Golem can support a wide range of decentralized applications and use cases. The first major use case is CGI rendering, which was introduced in the Brass Golem release. Media production companies can leverage Golem for 3D graphics, visual effects, and video rendering.

Other applications like machine learning, scientific computing, and password cracking can benefit from Golem’s on-demand access to processing power and distributed data storage. Companies can run big data analytics or train machine learning models on Golem.

For individual users, Golem provides an easy way to monetize spare computing resources. Gamers can earn GLM tokens for contributing GPU and CPU cycles while idle. Golem essentially allows anyone to create value from their dormant hardware.

Golem’s Tokenomics

The GLM token is central to aligning incentives and facilitating transactions on Golem. GLM follows a traditional utility token model. Requestors pay providers for computing resources with GLM tokens. Providers earn GLM as income for contributing resources.

GLM also functions as a governance token. Token holders can participate in determining matters like development funding allocation and network changes. GLM will enable token holders to become stakeholders in Golem’s future.

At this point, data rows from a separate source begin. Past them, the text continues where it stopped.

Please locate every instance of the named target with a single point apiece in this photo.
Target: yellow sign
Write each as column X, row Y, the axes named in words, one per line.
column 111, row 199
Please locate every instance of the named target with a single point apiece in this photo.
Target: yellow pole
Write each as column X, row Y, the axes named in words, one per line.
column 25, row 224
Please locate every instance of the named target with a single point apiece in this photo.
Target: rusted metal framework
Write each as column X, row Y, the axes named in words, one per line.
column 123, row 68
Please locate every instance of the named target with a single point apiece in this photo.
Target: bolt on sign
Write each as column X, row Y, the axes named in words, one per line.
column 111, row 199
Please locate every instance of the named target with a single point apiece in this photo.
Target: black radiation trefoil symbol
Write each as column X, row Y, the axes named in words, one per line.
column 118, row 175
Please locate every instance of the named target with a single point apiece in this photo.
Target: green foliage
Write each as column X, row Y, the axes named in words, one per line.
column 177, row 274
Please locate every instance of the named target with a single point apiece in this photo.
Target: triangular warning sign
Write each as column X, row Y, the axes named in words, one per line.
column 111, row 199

The fixed max supply of GLM is 1 billion tokens. About 82% of the supply was allocated to public and private sale participants. The Golem team retains only 6% of the total supply.

Comparison to Similar Projects

Golem is often compared to other decentralized computing projects like iExec and Ankr. The core difference is that Golem focuses on general purpose computing rather than blockchain-specific workloads. This gives Golem more flexibility and wider appeal.

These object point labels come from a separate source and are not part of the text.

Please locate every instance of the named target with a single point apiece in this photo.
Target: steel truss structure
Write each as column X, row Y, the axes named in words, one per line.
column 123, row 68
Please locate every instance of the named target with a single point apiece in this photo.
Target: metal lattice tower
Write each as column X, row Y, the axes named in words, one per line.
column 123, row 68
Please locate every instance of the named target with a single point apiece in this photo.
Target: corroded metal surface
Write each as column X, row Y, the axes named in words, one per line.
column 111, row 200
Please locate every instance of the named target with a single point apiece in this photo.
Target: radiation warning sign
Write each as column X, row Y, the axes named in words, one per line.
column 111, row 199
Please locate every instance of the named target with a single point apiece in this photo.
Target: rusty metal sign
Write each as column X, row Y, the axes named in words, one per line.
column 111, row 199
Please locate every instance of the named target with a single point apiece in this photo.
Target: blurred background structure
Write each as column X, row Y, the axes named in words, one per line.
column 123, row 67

SONM is another comparable project. But while SONM relies on more centralized components like an arbitrer, Golem operates as a purely decentralized P2P network. This gives Golem an advantage for security and scalability.

In terms of adoption, Golem has made steady progress over 6 years. Its lengthy track record gives Golem an edge over some newer entrants aiming to decentralize cloud computing.

Future Outlook for Golem

Golem continues to build out functionality and expand its decentralized ecosystem. The next major milestone is Iron Golem, which introduces decentralized data storage and increased privacy. This will open Golem up to more data-intensive computing use cases.

Decentralized dataset storage represents a massive market opportunity. Golem could become a major player in Web3 cloud computing by effectively developing this feature. Its P2P structure and security mechanisms provide an advantage over centralized cloud services.

If adoption continues growing, Golem could evolve into a collectively governed computing powerhouse, outcompeting legacy providers. Realizing this vision depends on further maturing the technology and cultivating a strong user base. But Golem’s impressive progress over 6 years positions it well for the road ahead.


Golem is a decentralized network that allows users to rent out their unused computing resources like bandwidth, storage space, and processing power to others who need extra computing power for tasks like rendering graphics or machine learning. It’s an intriguing way to create a distributed supercomputer using blockchain technology.

Golem was founded in 2016 by Julian Zawistowski, Piotr Janiuk, and Andrzej Regulski. The project is based in Poland and was crowdfunded through an ICO in November 2016, raising 820,000 ETH.

Golem uses blockchain technology and a peer-to-peer network of nodes to create a market for computing power. Users request computing resources from providers who set ask prices based on supply and demand. Transactions are enabled by the GLM token and recorded on the Ethereum blockchain for transparency.

Golem’s GLM token can be purchased on major cryptocurrency exchanges like Binance, Coinbase, and Kraken. Be sure to use a secure exchange and store any holdings in a hardware wallet for safety.

GLM tokens can be stored in a few different wallet options. Software options like MetaMask or MyEtherWallet allow you to easily access decentralized apps. Hardware wallets like Ledger provide enhanced security. Or consider a non-custodial wallet like IronWallet for convenience without compromising control.